Estamos llegando al final de la cuarentena pascual, y
las palabras de Jesús en el Evangelio suenan a despedida, pero a la vez nos
ofrecen una clave que es transfiguradora en todo tiempo. “Si me amarais, os
alegraríais de que vaya al Padre, porque el Padre es más que yo. Os lo he dicho
ahora, antes de que suceda, para que cuando suceda, sigáis creyendo” (Jn 14,
28-29).
En principio parece que el despojo de la visión de la
persona de Jesús es motivo de tristeza, pero si creemos que el Resucitado
permanece entre nosotros, su marcha nos posibilita una relación más inmediata
que si se apareciera visiblemente. Es la presencia que nos promete en la
Iglesia, en la Palabra, en la Eucaristía, en la asamblea reunida en su nombre,
en el prójimo, y hasta en los mismos acontecimientos.

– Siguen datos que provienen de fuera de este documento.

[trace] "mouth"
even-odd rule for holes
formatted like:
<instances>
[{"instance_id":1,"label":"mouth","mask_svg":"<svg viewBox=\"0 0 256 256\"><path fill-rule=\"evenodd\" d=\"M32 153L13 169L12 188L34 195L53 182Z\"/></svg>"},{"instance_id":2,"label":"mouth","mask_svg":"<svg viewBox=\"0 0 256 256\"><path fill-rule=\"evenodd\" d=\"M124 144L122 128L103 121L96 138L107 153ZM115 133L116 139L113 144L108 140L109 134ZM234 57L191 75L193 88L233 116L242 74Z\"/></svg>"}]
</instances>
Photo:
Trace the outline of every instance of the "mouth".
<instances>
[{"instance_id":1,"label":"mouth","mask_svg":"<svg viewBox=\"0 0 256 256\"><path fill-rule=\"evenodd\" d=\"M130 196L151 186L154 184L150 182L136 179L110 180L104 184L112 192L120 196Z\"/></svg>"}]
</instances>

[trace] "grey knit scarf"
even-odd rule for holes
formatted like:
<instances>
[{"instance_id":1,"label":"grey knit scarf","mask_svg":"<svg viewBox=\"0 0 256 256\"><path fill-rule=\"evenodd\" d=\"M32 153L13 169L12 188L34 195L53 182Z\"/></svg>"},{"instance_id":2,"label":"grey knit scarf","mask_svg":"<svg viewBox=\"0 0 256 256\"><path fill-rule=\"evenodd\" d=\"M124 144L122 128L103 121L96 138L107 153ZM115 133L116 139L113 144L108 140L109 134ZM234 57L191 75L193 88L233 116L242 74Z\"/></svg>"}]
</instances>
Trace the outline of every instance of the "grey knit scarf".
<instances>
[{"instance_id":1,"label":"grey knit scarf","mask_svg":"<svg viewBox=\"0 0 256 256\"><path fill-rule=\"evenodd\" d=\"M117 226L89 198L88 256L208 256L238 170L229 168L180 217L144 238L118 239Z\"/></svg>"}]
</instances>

La nueva Jerusalén ha comenzado, y la visión del
Apocalipsis tiene su mejor concreción en la Iglesia. Ella es la esposa, la
revestida como una novia, la nueva Jerusalén: “El ángel me transportó en
éxtasis a un monte altísimo, y me enseñó la ciudad santa, Jerusalén, que bajaba
del cielo, enviada por Dios, trayendo la gloria de Dios” (Ap 21, 10).
A lo largo de los siglos, gracias a la asistencia del
Espíritu a la Iglesia, los creyentes pueden participar de la vida divina. La
gracia bautismal, el perdón de los pecados, tomar parte en la mesa del Señor,
el fortalecimiento en la fe, la sacramentalidad divina del amor humano, el
ministerio sacerdotal y el bálsamo que cura las heridas son las mediaciones
sacramentales que nos posibilitan vivir en este mundo como familia de Dios y
formar, como piedras vivas el nuevo templo, la ciudad santa.
Vivimos momentos de esperanza. Si en los primeros
tiempos del cristianismo, los discípulos, reunidos en concilio, bajo la acción
del Espíritu, comprendieron que para pertenecer a la Iglesia, no era necesaria
la circuncisión -“Hemos decidido, el Espíritu Santo y nosotros, no imponeros
más cargas que las indispensables” (Act 15, 28), el mismo Espíritu, por voz del
papa Francisco, sigue alentando a los hombres y mujeres de nuestro tiempo para
que todos se sientan atraídos hacia el recinto de la misericordia y del perdón,
y gocen así de la alegría del Evangelio.
Jesús se despide, pero el Maestro nos ha dejado la
posibilidad de convivir con Él, de sentir su acompañamiento, de sabernos en la
comunidad de los discípulos gracias a la mediación de la Iglesia, que nos
ofrece la gracia sacramental, según la necesidad de cada uno.
¡Que nadie se prive del gozo de la misericordia! ¡Que
todos puedan sentir la cercanía de Cristo resucitado, quien a través del
Espíritu Santo, sigue alegrando el corazón de sus fieles!